La première année de notre mariage, nous avons habité chez sa mère. Ceci ne lui plaisait pas. Il semble que sa mère se soit mêlée de notre vie conjugale. De fait, sa mère a toujours tenté de calmer sa fille car elle était en conflit avec tout le monde. Je l'ai même vue une fois s'attaquer physiquement à son frère. Elle trouvait toujours quelque motif de dispute. Elle refusait d'aller voir mes amis, parents, clients, alors qu'elle m'a un jour présenté une fille dont la réputation était pour le moins douteuse.

Nous avons déménagé trois fois en Yougoslavie. Mon salaire était passé de 26 000 à 400 000 dinars grâce à mon travail acharné.

Bien que ma femme ait été détentrice d'un diplôme lui permettant d'être professeur, elle était, en Yougoslavie, institutrice au primaire. Selon son préposé, elle n'était même pas qualifiée pour enseigner au primaire. C'est ce que j'appris, alors qu'elle m'avait demandé de rencontrer son préposé, qui était un ami, pour qu'il reconsidère la note qu'il lui avait donnée. J'avais accepté de faire cette démarche, qui me rebutait, afin de maintenir la paix au foyer. Le préposé m'a expliqué qu'en toute franchise, elle faisait preuve d'une complète incompétence et j'ai même appris qu'on se moquait d'elle parce qu'elle ne pouvait pas s'exprimer correctement.

D'autre part, elle tentait de s'immiscer dans mes affaires en me suggérant de traiter mes patients à la maison ou de les amener à l'hôpital. Inutile de dire que ses connaissances en médecine étaient nulles.

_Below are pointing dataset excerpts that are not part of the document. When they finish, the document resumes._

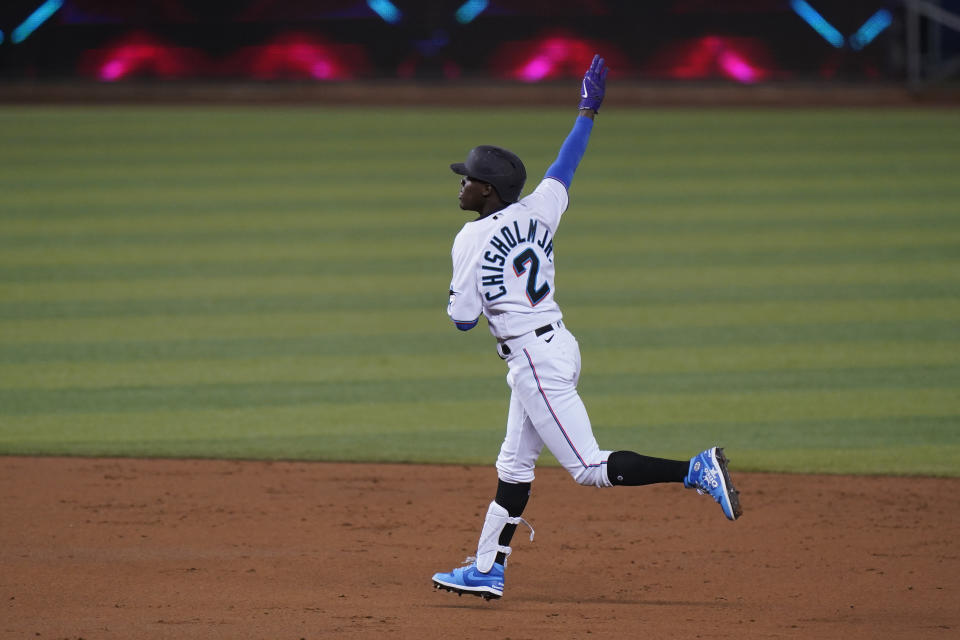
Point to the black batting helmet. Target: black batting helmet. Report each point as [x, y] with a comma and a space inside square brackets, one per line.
[501, 168]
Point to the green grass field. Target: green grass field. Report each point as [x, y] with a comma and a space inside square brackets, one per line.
[272, 283]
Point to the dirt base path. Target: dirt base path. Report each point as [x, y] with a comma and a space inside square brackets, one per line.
[93, 548]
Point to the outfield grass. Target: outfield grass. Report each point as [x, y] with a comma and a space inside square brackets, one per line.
[271, 283]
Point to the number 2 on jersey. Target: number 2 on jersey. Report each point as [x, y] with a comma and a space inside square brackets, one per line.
[528, 262]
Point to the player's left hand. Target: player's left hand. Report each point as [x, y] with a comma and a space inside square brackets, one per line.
[594, 85]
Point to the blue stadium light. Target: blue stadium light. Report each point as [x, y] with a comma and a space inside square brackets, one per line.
[40, 15]
[470, 10]
[818, 22]
[386, 10]
[873, 27]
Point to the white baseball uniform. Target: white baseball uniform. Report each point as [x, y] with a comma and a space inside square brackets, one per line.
[503, 268]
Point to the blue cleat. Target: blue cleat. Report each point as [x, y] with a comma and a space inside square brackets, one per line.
[468, 579]
[708, 475]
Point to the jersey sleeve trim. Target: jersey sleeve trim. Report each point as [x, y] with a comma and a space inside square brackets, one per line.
[466, 326]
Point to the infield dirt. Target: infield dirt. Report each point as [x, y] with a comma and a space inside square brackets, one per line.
[118, 548]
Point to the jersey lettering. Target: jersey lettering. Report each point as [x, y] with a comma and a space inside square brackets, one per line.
[528, 262]
[505, 241]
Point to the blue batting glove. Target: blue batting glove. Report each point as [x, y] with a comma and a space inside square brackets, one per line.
[594, 85]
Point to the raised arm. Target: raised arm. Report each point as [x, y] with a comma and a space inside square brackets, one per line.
[592, 90]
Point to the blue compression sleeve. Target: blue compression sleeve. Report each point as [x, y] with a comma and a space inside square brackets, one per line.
[571, 152]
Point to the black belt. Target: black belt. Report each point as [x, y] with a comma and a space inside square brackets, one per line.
[505, 350]
[547, 328]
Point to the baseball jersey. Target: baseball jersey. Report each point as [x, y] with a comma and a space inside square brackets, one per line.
[503, 265]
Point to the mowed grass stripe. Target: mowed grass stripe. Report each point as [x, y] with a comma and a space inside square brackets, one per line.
[824, 357]
[639, 278]
[401, 324]
[107, 232]
[377, 302]
[907, 256]
[940, 332]
[287, 392]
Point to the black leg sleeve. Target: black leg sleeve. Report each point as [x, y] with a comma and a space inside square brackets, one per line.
[632, 469]
[513, 498]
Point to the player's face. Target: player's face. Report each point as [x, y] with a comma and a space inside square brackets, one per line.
[472, 194]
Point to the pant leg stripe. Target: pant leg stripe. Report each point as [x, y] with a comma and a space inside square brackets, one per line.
[546, 401]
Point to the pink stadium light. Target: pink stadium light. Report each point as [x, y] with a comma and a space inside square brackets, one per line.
[142, 54]
[545, 58]
[297, 55]
[738, 59]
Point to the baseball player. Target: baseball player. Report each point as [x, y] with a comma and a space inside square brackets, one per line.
[503, 268]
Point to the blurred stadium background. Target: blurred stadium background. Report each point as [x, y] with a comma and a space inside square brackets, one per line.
[911, 44]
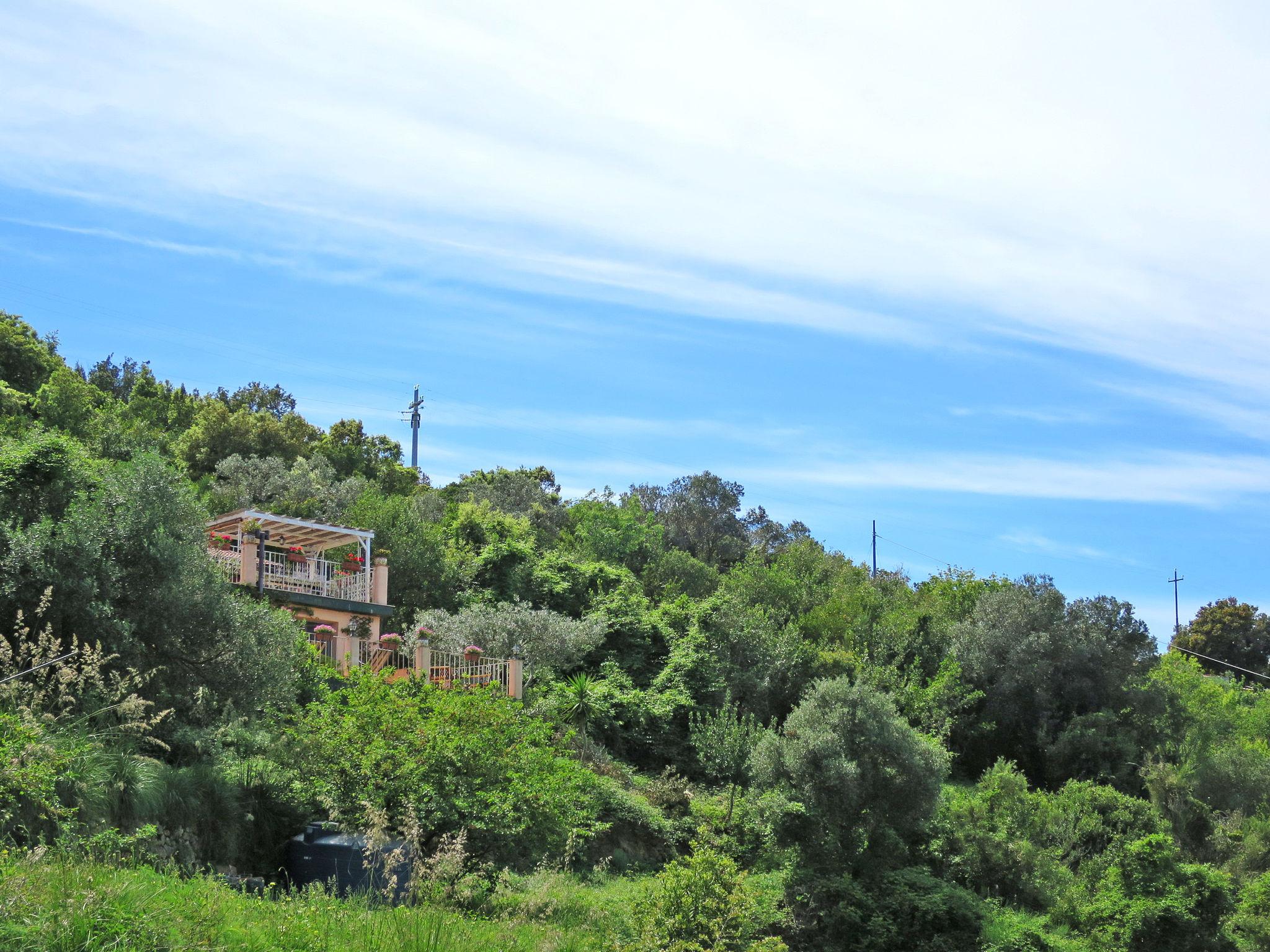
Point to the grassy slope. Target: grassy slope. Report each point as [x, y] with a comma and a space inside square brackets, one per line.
[58, 903]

Le dernier poste que j'ai occupé réclamait beaucoup de mon temps car mon collègue souffrait d'alcoolisme et comme il s'absentait souvent, je devais faire le travail de deux personnes.

En plus de pratiquer la médecine, j'ai aussi fait la vente de voitures pour répondre aux exigences financières de ma femme qui, étant libre, passait beaucoup de temps, soit chez nos parents respectifs, soit à la mer (Adriatique). De mon côté, je n'ai que rarement pu prendre de vacances normales.

Pour plusieurs raisons: situation familiale, de travail, situation politique et économique, j'ai tenté d'émigrer en Autriche, en Algérie et en France mais sans succès.

Contrairement à ce que ma femme a déclaré dans ses «renseignements» afin de m'interner, si l'on se fie à une lettre, elle était vivement intéressée par le fait de se rendre à Paris.

À Vienne (Autriche), j'ai fait une demande d'émigration pour le Canada et pour l'Australie. J'ai été accepté par les deux pays et j'ai choisi le Canada. Nos amis et nos parents étaient contents pour nous, presque jaloux car, à l'époque, la situation économique en Yougoslavie était très difficile. Je gagnais un salaire relativement bon mais insuffisant pour offrir éventuellement à mes trois fils des études universitaires.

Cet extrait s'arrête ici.